While I was worse in math, science was also not one of my strong suits in school. So anything that makes it easier for students to better understand these complex subjects is a good idea, in my humble opinion. Tom Baden, a professor of neuroscience at the University of Sussex, has been collaborating with his colleagues to further open up access to science education with a piece of hardware that can demonstrate how our brains function.
“By making access to scientific and teaching equipment free and open, researchers and educators can take the future into their own hands,” Professor Baden said. ” In time, we hope that this type of work will contribute to level the playing field across the globe, such that ideas, not funding can be the primary driver for success and new insights.”
Professor Baden is also one of the scientists behind the innovative 3D printable FlyPi microscope, and his latest work – an educational model of neurons in the brain made with basic electronic components – is just part of his expanding range of equipment that uses DIY and 3D printable models to make science more accessible and interactive.
One of the central parts of neuroscience is, of course, understanding how our neurons encode and compute information. But there’s not a good hands-on type of way to learn about this…until now. Professor Baden and other colleagues are building Spikeling: a piece of electronic kit which behaves similarly to the neurons in the brain and costs just £25.
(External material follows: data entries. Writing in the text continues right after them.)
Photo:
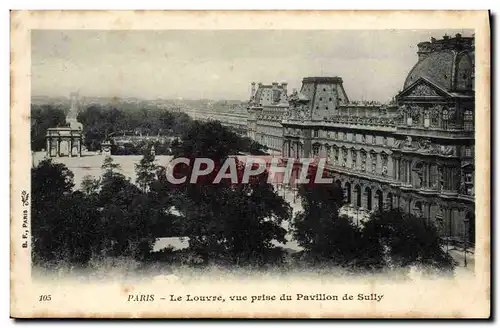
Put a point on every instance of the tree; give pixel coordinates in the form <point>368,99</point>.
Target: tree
<point>50,181</point>
<point>90,185</point>
<point>405,240</point>
<point>64,225</point>
<point>146,171</point>
<point>326,237</point>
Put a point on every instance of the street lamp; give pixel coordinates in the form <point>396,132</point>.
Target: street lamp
<point>466,221</point>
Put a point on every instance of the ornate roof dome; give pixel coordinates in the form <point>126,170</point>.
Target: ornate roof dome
<point>449,63</point>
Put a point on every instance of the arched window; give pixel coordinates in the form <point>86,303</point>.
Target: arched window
<point>363,160</point>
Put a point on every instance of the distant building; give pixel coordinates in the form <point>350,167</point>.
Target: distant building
<point>267,105</point>
<point>416,153</point>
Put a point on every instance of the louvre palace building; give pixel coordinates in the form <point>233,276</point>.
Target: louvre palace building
<point>415,153</point>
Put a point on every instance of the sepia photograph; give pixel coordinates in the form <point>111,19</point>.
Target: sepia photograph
<point>204,158</point>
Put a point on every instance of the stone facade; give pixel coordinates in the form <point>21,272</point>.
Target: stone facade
<point>416,153</point>
<point>267,105</point>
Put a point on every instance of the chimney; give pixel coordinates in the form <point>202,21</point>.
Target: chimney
<point>424,49</point>
<point>284,86</point>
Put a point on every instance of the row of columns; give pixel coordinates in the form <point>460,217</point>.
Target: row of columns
<point>293,149</point>
<point>430,176</point>
<point>70,142</point>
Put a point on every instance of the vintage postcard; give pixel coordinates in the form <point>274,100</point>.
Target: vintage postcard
<point>250,164</point>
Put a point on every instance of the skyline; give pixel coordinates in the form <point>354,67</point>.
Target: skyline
<point>221,64</point>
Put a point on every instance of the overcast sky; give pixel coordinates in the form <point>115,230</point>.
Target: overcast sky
<point>221,64</point>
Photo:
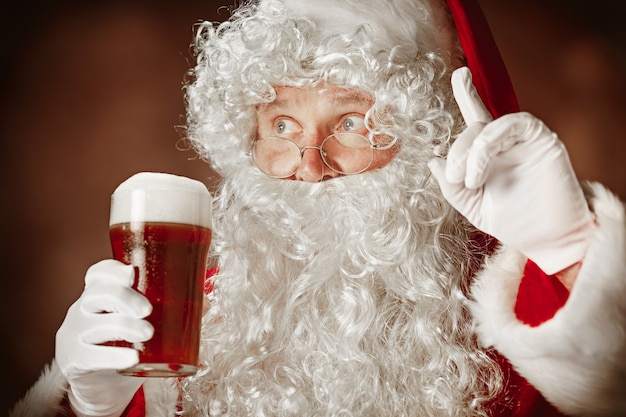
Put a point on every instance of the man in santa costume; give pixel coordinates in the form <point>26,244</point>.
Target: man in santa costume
<point>394,237</point>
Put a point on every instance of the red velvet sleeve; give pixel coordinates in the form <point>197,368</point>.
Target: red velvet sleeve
<point>539,296</point>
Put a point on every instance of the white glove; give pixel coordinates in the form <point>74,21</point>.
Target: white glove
<point>108,309</point>
<point>512,179</point>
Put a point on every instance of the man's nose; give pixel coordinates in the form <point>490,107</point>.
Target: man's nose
<point>312,167</point>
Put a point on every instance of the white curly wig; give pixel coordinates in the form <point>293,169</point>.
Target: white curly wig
<point>399,56</point>
<point>346,297</point>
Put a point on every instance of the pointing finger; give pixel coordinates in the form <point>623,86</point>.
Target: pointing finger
<point>466,96</point>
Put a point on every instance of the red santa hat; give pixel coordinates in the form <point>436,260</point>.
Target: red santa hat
<point>489,73</point>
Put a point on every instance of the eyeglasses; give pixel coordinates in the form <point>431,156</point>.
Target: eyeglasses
<point>344,153</point>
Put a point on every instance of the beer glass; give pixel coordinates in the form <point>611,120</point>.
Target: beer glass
<point>161,224</point>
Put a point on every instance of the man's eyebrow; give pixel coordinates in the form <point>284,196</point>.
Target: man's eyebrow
<point>278,103</point>
<point>349,97</point>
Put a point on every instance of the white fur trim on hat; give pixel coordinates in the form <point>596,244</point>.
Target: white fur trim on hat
<point>44,398</point>
<point>575,359</point>
<point>413,25</point>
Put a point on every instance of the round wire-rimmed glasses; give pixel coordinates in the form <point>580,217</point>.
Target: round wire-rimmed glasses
<point>344,153</point>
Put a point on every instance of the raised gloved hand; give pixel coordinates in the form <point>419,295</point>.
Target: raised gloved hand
<point>108,309</point>
<point>512,178</point>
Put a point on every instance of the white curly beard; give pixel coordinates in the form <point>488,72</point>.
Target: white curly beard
<point>344,297</point>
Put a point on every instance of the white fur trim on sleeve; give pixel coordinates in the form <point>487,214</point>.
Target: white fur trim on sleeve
<point>161,395</point>
<point>577,359</point>
<point>44,398</point>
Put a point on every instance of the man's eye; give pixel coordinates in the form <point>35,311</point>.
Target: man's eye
<point>352,123</point>
<point>285,126</point>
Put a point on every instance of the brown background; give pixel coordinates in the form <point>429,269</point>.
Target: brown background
<point>92,94</point>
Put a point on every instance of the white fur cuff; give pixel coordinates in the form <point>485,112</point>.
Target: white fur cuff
<point>575,359</point>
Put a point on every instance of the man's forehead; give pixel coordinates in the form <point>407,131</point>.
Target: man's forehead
<point>288,95</point>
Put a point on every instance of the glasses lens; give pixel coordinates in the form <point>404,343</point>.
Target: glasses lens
<point>347,153</point>
<point>277,157</point>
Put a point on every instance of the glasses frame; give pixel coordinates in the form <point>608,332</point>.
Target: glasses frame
<point>302,149</point>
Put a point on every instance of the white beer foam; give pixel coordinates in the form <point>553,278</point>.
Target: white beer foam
<point>160,197</point>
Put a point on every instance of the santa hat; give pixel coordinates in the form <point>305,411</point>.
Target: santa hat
<point>414,25</point>
<point>489,73</point>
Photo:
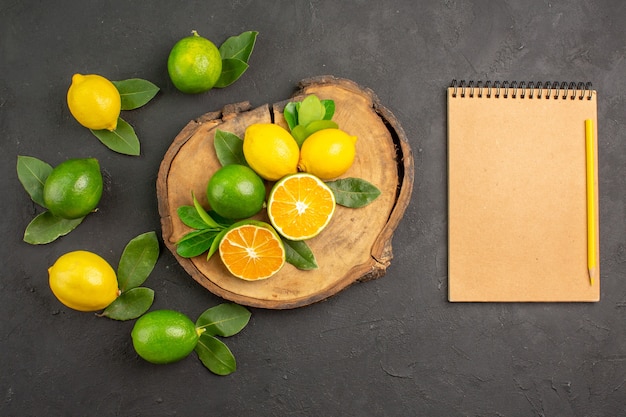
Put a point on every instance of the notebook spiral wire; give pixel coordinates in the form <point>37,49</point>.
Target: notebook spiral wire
<point>522,89</point>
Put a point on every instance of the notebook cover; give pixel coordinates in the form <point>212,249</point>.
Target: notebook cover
<point>517,213</point>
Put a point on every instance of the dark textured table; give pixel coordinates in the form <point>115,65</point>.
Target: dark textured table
<point>389,347</point>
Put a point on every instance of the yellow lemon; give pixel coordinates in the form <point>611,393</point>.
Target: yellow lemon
<point>327,153</point>
<point>83,281</point>
<point>94,101</point>
<point>270,150</point>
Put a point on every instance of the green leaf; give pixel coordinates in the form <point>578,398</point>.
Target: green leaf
<point>299,134</point>
<point>47,227</point>
<point>137,261</point>
<point>290,113</point>
<point>224,320</point>
<point>135,92</point>
<point>232,70</point>
<point>311,109</point>
<point>122,140</point>
<point>215,355</point>
<point>299,254</point>
<point>353,192</point>
<point>195,243</point>
<point>206,218</point>
<point>130,304</point>
<point>329,106</point>
<point>32,173</point>
<point>239,47</point>
<point>190,217</point>
<point>216,243</point>
<point>229,148</point>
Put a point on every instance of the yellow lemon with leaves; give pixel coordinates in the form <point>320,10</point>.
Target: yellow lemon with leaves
<point>83,281</point>
<point>327,153</point>
<point>94,101</point>
<point>270,150</point>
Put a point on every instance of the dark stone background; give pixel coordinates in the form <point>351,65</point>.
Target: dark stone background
<point>390,347</point>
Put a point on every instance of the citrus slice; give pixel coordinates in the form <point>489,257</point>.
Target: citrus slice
<point>300,206</point>
<point>252,250</point>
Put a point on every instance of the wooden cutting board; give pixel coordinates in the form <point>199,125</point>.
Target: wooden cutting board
<point>355,246</point>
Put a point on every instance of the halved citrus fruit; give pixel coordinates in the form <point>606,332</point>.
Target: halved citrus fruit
<point>300,206</point>
<point>252,250</point>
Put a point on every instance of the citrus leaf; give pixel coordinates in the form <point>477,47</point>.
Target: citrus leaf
<point>215,355</point>
<point>290,113</point>
<point>224,320</point>
<point>32,173</point>
<point>130,304</point>
<point>239,47</point>
<point>47,227</point>
<point>206,218</point>
<point>353,192</point>
<point>232,69</point>
<point>122,140</point>
<point>190,217</point>
<point>298,254</point>
<point>329,106</point>
<point>137,261</point>
<point>135,92</point>
<point>229,148</point>
<point>311,109</point>
<point>195,243</point>
<point>216,243</point>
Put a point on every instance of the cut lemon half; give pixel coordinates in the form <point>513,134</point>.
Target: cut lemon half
<point>300,206</point>
<point>252,250</point>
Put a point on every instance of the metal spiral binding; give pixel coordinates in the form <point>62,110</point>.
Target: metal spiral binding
<point>522,89</point>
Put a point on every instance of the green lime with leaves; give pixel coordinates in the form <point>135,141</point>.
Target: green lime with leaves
<point>74,188</point>
<point>164,336</point>
<point>194,64</point>
<point>236,192</point>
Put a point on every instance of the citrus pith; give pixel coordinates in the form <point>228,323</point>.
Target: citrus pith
<point>252,251</point>
<point>300,206</point>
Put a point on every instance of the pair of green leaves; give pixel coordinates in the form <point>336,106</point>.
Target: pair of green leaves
<point>308,116</point>
<point>136,263</point>
<point>235,53</point>
<point>135,93</point>
<point>223,320</point>
<point>45,227</point>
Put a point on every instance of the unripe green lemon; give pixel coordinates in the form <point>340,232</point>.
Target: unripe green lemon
<point>74,188</point>
<point>236,192</point>
<point>194,64</point>
<point>164,336</point>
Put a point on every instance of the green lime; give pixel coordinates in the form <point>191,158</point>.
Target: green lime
<point>164,336</point>
<point>236,192</point>
<point>194,64</point>
<point>73,188</point>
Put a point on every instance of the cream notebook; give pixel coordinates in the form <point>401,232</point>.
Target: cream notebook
<point>517,192</point>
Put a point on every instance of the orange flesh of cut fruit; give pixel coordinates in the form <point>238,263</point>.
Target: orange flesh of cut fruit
<point>300,206</point>
<point>252,252</point>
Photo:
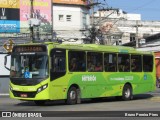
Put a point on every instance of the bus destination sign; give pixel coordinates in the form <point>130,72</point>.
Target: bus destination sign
<point>29,49</point>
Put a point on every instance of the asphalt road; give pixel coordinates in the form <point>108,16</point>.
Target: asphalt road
<point>110,107</point>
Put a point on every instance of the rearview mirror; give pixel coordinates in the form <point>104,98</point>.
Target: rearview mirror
<point>5,61</point>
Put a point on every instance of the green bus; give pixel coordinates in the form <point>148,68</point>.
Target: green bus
<point>51,71</point>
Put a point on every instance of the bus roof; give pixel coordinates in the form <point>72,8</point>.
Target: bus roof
<point>92,47</point>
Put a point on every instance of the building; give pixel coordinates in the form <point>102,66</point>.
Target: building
<point>120,27</point>
<point>69,18</point>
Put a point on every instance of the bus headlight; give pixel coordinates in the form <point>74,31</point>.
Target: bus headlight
<point>42,88</point>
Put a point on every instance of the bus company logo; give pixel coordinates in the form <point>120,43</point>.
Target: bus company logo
<point>88,78</point>
<point>6,114</point>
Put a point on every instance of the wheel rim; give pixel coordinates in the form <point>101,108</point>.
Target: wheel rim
<point>127,93</point>
<point>72,95</point>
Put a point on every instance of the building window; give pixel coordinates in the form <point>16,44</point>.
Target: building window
<point>68,17</point>
<point>84,20</point>
<point>132,37</point>
<point>61,18</point>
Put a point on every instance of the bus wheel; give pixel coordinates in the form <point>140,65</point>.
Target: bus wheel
<point>72,96</point>
<point>39,102</point>
<point>127,92</point>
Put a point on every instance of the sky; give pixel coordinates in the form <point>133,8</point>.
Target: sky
<point>149,9</point>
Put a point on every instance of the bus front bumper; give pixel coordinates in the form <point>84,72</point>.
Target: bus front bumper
<point>40,94</point>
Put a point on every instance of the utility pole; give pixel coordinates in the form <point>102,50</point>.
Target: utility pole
<point>31,16</point>
<point>137,32</point>
<point>137,41</point>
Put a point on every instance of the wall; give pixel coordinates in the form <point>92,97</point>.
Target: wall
<point>76,17</point>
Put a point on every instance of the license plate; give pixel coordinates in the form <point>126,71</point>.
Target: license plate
<point>23,95</point>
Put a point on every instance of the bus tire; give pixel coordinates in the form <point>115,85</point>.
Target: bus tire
<point>127,92</point>
<point>40,102</point>
<point>72,96</point>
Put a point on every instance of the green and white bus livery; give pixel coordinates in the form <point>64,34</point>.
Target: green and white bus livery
<point>52,71</point>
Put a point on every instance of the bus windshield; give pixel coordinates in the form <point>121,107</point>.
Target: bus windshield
<point>29,66</point>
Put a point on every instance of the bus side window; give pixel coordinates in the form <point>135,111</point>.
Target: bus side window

“Spikeling is a useful piece of kit for anyone teaching neuroscience because it allows us to demonstrate how neurons work in a more interactive way,” Professor Baden explained.
Professor Baden, together with researchers Ben James, Maxime J.Y. Zimmermann, Philipp Bartel, Dorieke M Grijseels, Thomas Euler, Leon Lagnado and Miguel Maravall, published a paper about their work on Spikeling in the open access journal PLOS Biology, titled “Spikeling: a low-cost hardware implementation of a spiking neuron for neuroscience teaching and outreach.”
The team hopes that their invention will end up being a useful neuroscience teaching tool, and in fact, they are already seeing the benefits of their hard work. A class of third year neuroscience students at the university have used the kit, and at a Nigerian summer school last year, scientists were also taught how to build the hardware from scratch.
Spikeling has receptors, which react to external stimuli such as light to simulate how information is computed by nerve cells in the brain. Then, students can follow the activity of the receptors, or cells, live on a computer screen. Users can also link several Spikelings together to form a network, which demonstrates how brain neurons interconnect. This action makes it possible to demonstrate the neural behavior behind every day actions, such as walking.
The goal in Professor Baden’s lab is to, as the university put it, “level the playing field in global science” and make necessary equipment less expensive than it usually is. That’s why all of the information and design files for Spikeling have been made available, joining a growing trend around the world of designs collected on the PLOS Open Hardware toolkit, which Professor Baden just so happens to co-moderate.
“With all parts being cheap, and design files being free and open, we hope that like any open Hardware design, Spikeling can be a starting point for others to change or extend it to their requirements, and reshare their improved design with the community,” Professor Baden said.
Andre Maia Chagas, one of the research technicians in the lab, recently published his own article in PLOS Biology that explains the importance of open scientific hardware, in response to a piece by Eve Marder, an American neuroscientist who wondered if researchers who worked in less wealthy institutions would fall behind as scientific research equipment continues to grow more expensive. More and more, we’re seeing that 3D printing can be used to make sure this doesn’t happen.